For Easter Sunday, we looked at 2 Corinthians 5:14–18, which speaks of the importance of the Resurrection of Jesus for the life of the believer. These verses are actually part of a larger passage in which Paul defends his ministry and the motivations behind his ministry to the Corinthian church, but I believe that the reasons for his ministry also extend to the lives of all believers.
The verses we looked at begin by declaring that Christ’s love is what compels Paul. To summarize his argument, the love of Christ (perhaps both love from Christ and love for Christ?) controls Paul in his ministry because he has concluded that Jesus died for all, and because He died for all and was raised, then those who are raised to new life through His work should live for His sake, not their own (vv. 14–15). That is, Jesus died for our sins, and was raised to life victorious over death, so that (in part) we could be given a new life that is different than the one we needed to be saved from. He did not die so that we can go to heaven yet continue on in life as if nothing was changed. Because of Christ’s death and resurrection, Paul has decided that the only way forward is to live the way that Christ did rather than seeking his own self-interest and self-promotion.
As the passage continues, we see that Paul has ceased looking at only the physical aspects of people and life, but rather understands that there is something bigger going on. Just as Christ was raised to a new kind of glorified and resurrected life, so also those who trust in Christ for salvation are given a new kind of life. He says, “Therefore, if anyone is in Christ, he is a new creation. The old has passed away; behold, the new has come” (v. 17) Those whom Jesus saves should live differently because of the resurrection. We who trust in Him are already given a piece of the new life that Jesus has.
This “new creation” image draws my mind back to Ezekiel 36:24–28, in which the Lord promises Israel that there would be a day when he would renew their hearts, replacing their hearts of stone with hearts of flesh (ones that are soft toward God and His commands), and putting His very own Spirit within them to help them walk obediently before Him (vv. 26–27). While this promise is made specifically to the people of Israel/Judah, the New Testament shows that this is also the case for all who believe in the work of Jesus’ death and resurrection.

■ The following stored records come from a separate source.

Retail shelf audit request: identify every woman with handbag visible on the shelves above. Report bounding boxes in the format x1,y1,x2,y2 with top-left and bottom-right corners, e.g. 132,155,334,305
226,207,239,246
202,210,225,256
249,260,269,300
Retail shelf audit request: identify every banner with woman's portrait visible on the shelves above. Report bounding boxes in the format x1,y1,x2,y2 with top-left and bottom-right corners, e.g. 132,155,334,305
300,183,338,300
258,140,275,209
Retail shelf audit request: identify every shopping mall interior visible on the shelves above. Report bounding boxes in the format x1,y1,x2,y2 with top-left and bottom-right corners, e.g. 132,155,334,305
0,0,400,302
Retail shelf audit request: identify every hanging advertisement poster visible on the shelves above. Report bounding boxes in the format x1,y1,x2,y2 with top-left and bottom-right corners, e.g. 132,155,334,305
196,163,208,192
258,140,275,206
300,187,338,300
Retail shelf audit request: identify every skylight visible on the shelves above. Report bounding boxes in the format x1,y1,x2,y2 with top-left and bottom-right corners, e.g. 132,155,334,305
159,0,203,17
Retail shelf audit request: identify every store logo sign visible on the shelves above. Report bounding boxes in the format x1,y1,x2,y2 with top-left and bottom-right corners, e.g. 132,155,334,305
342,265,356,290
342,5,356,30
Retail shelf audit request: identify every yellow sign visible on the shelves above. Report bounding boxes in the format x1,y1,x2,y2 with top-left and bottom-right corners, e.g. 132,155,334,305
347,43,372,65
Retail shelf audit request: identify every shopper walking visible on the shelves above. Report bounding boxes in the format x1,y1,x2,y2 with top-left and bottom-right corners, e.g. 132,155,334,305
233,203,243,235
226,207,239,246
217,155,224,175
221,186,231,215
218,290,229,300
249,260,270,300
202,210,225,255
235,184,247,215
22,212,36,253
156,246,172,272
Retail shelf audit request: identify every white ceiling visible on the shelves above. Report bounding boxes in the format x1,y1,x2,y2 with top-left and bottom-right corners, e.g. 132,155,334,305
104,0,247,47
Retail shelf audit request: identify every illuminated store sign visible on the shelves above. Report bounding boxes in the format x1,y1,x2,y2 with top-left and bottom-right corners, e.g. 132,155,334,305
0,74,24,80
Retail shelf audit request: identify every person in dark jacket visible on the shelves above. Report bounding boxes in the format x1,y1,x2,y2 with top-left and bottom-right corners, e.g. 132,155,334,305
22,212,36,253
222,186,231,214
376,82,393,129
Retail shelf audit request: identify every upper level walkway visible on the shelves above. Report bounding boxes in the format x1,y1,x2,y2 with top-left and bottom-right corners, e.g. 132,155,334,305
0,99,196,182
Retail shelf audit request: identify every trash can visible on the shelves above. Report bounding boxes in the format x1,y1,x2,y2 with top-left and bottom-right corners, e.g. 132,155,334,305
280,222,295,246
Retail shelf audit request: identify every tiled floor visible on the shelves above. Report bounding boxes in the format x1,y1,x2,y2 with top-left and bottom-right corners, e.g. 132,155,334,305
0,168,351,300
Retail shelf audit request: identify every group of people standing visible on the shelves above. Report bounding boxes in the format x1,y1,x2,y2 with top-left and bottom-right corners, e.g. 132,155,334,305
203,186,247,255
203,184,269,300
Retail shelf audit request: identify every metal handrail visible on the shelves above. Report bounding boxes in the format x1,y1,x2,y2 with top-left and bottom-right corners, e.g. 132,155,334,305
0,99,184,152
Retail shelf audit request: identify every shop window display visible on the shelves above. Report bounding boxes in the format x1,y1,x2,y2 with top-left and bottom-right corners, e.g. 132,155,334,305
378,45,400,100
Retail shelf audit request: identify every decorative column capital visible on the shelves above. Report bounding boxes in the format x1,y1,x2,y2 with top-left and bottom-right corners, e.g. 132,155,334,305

Finally, we ended our discussion with verse 18: “All this is from God, who through Christ reconciled us to himself and gave us the ministry of reconciliation.” To be reconciled to God is to be forgiven of all sin and legal debt, and to be restored to a right relationship with Him (think of the way Adam and Eve walked with Him in the Garden of Eden). This was only possible because of Jesus’ death and resurrection. For Paul, because Jesus reconciled him to God, it naturally followed that Paul’s mission in life should be helping others be reconciled to God. I think this is the same for us. Very few, if any, of us will do traveling missions work to the extent that Paul did. However, I’m sure that each one of us has people in our lives who don’t know Jesus and have not experienced the life we were created for and the salvation we should all long for. If we have been raised with Christ and given new life, let’s all be looking for ways that we can invite others in our lives to experience that new life as well!